Informou-me de um acontecimento que me causou uma grande impressão: tinha-se vendido a mobília da nossa antiga habitação. Mister e miss Murdstone tinham abandonado a terra; a casa fechara-se e estava ou para vender ou para alugar. Deus sabe como era pequeno o lugar que eu tinha em casa de minha mãe depois que eles lá tinham entrado, todavia eu pensava com pena que essa casa, que me fora cara, estava abandonada, que as ervas ruins cresciam no jardim e que havia folhas secas por toda a parte.

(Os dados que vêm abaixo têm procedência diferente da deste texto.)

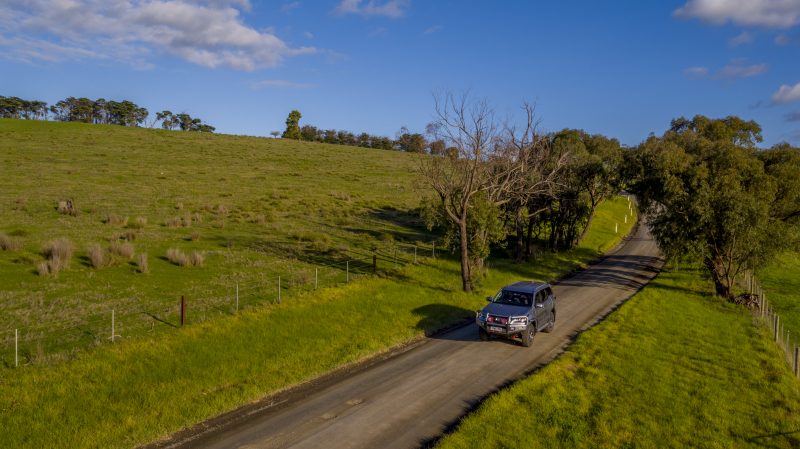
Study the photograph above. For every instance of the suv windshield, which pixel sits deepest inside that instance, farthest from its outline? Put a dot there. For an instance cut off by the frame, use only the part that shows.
(513, 298)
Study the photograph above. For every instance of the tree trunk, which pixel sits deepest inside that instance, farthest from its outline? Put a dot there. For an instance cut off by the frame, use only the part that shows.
(519, 249)
(721, 285)
(588, 223)
(528, 239)
(466, 277)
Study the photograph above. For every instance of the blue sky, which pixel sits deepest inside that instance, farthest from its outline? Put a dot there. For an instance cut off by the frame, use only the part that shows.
(623, 69)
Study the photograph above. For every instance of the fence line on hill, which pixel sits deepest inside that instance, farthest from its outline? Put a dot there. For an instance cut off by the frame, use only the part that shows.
(766, 314)
(29, 344)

Afigurava-se-me ouvir o vento de Inverno assobiar em volta de tudo e a chuva gelada bater de encontro às janelas, enquanto a lua povoava de fantasmas os quartos desabitados e só ela velava durante a noite nessa solidão. Pus-me a pensar no túmulo debaixo da árvore do cemitério e parecia-me que a casa também estava morta e que tudo quanto se ligava com meu pai e com minha mãe igualmente desaparecera.

As cartas de Peggotty não continham outras novidades. «Mister Barkis era um excelente marido, dizia, conquanto fosse sempre um pouco agarrado; mas cada qual tem os seus defeitos e ela não deixava de os ter pelo seu lado (eu nunca pudera descobri-los), ele mandava-me recomendações e recordava-me que o meu pequeno quarto lá estava à minha espera. Mister Peggotty passava bem, Ham também, Mistress Gummidge ia assim-assim e a Emilita não tinha querido mandar-me recomendações, mas tinha dito que Peggotty podia encarregar-se disso, se quisesse».

Comuniquei todas estas novidades a minha tia como sobrinho submisso, guardando somente para mim o que dizia respeito à Emilita, por um sentimento instintivo de que a tia Betsy não gostaria muito dela. No começo da minha estada em Canterbury, ela foi lá muitas vezes com o pretexto de ver-me e sempre a horas em que eu não podia esperá-la, com o fim, suponho, de me encontrar em falta. Mas como pelo contrário me encontrava sempre ocupado e sabia por informações certas que eu tinha boa reputação e que ia muito adiantado nos meus estudos, não tardou a renunciar a essas imprevistas visitas. Eu via-a todos os meses quando ia a Douvres, ao sábado, para lá passar o domingo e todos os quinze dias Mister Dick chegava na quarta-feira ao meio-dia, pela diligência, para só regressar no dia seguinte de manhã.